ALBUQUERQUE, N.M. (AP) — Rex Jung says researchers need to understand how the brain is put together to better understand how it unravels.

To that end, Jung — a research scientist at the Mind Research Network — and psychology professor Richard Haier of the University of California Irvine's School of Medicine scoured the neuroscience literature and analyzed studies of reasoning and measures of intelligence to put together a theoretical model aimed at letting researchers study intelligence in a more systematic way.

There's a lot of interest in measuring intelligence and how people solve tasks that require reasoning, said Jung.

"The terms intelligence and IQ are just so infused in our culture. ... We like to know fundamentally how our brains differ from others," he said.

Intelligence — the capacity of the brain to function well in a given setting — can be affected by such diseases as schizophrenia or Alzheimer's.

"Understanding how the brain produces intelligent behavior may allow us to address the cognitive decline associated with some of these devastating diseases," Jung said.

Jung and Haier, looking at the network of gray and white matter that comprises human intelligence, concluded there is significant consistency in brain structure and function related to intelligence.

From their review, they created the Parieto-Frontal Integration Theory, or P-FIT, which Jung said is the first testable, physical model of where intelligence resides in the human brain and what neural factors might affect cognitive performance.

Jung became interested in the topic prior to attending graduate school, when he started volunteering to work with Special Olympics, an international nonprofit organization dedicated to helping people with intellectual disabilities become physically fit, productive members of society through sports training and competition.

"I became attached to this group of individuals as a coach and as a friend, and I wanted to do something for that group of individuals," he said.

"It would be really nice if we could figure out ways to mitigate the damage done by neurological brain disorders that result in mental retardation. ... It would be great if we could help adults and youngsters who require a lot of help just to get through the day," Jung said.

A lot of researchers are looking for ways to cure Alzheimer's, schizophrenia or mental retardation, but not many are looking at the other side of the coin — research into what brains do well and how that can help research into what brains don't do well, Jung said.

With the P-FIT, researchers will now be able to test their studies against a model.

"Instead of having a piecemeal approach at looking at intelligence ... we now have a unified model to move forward with," said Jung, who expects the model to become more refined over time.

The neuroimaging studies they looked at analyzed both brain structure and function, including white matter and gray matter correlates of intelligence.

To explain those, Jung likens gray matter and white matter to the Internet in which computers connect to other computers so they can function at a higher rate than they could function alone.
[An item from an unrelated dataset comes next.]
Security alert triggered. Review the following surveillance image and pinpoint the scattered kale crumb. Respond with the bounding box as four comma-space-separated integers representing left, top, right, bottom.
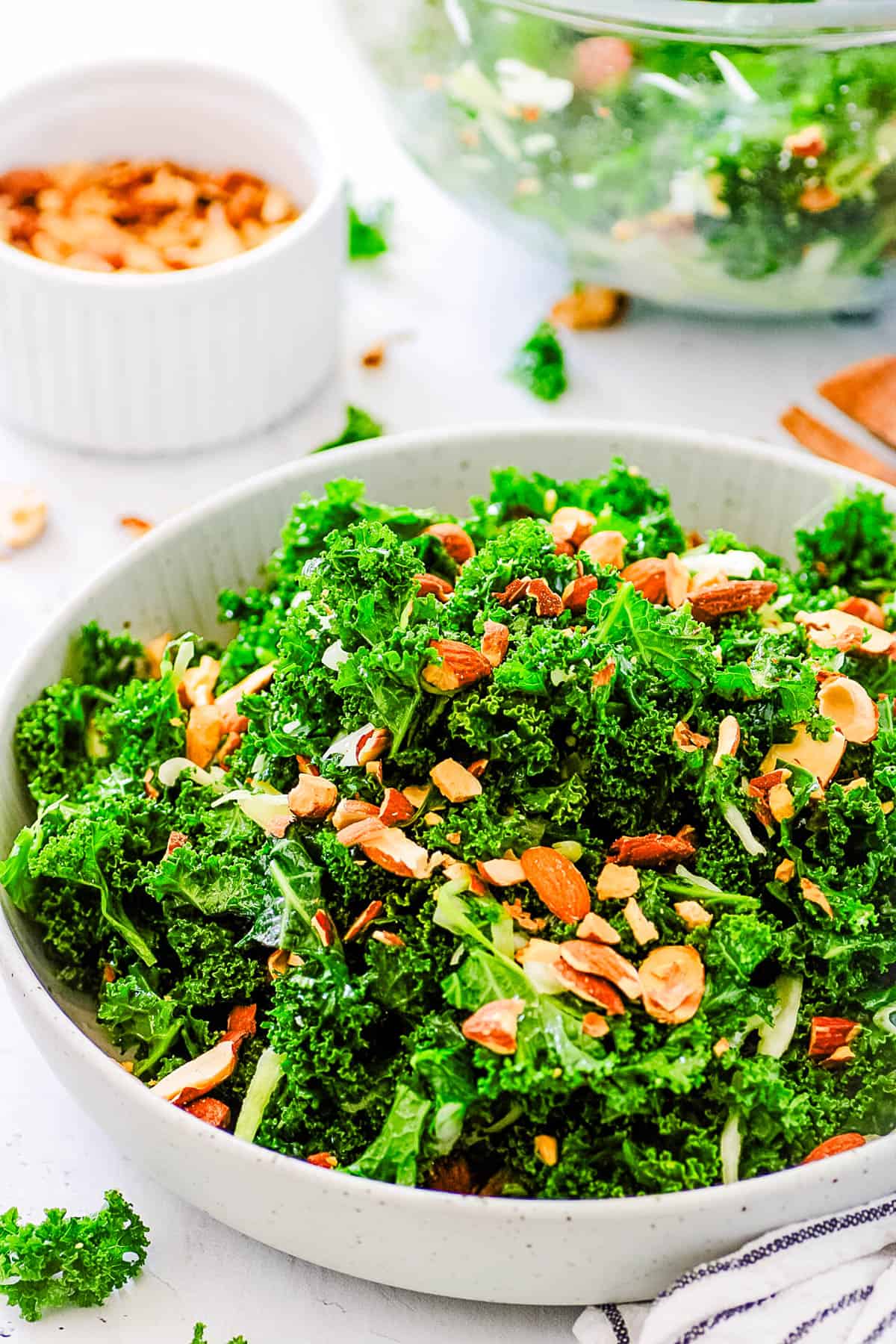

Gray matter can be compared to a computer's central processing unit, while white matter functions like the cables that allow the processing centers to communicate with each other.

Some of the 19 peer reviews published with the article faulted the limitations of the theoretical model. But Jung and Haier note that overall, those commentaries recognize P-FIT as "a reasonable empirical framework to test hypotheses about the relationship of brain structure and function with intelligence and reasoning."

"Some researchers out there ... may be able to tap into what we've done here and really improve people's lives in a dramatic fashion. That would be fantastic," Jung said.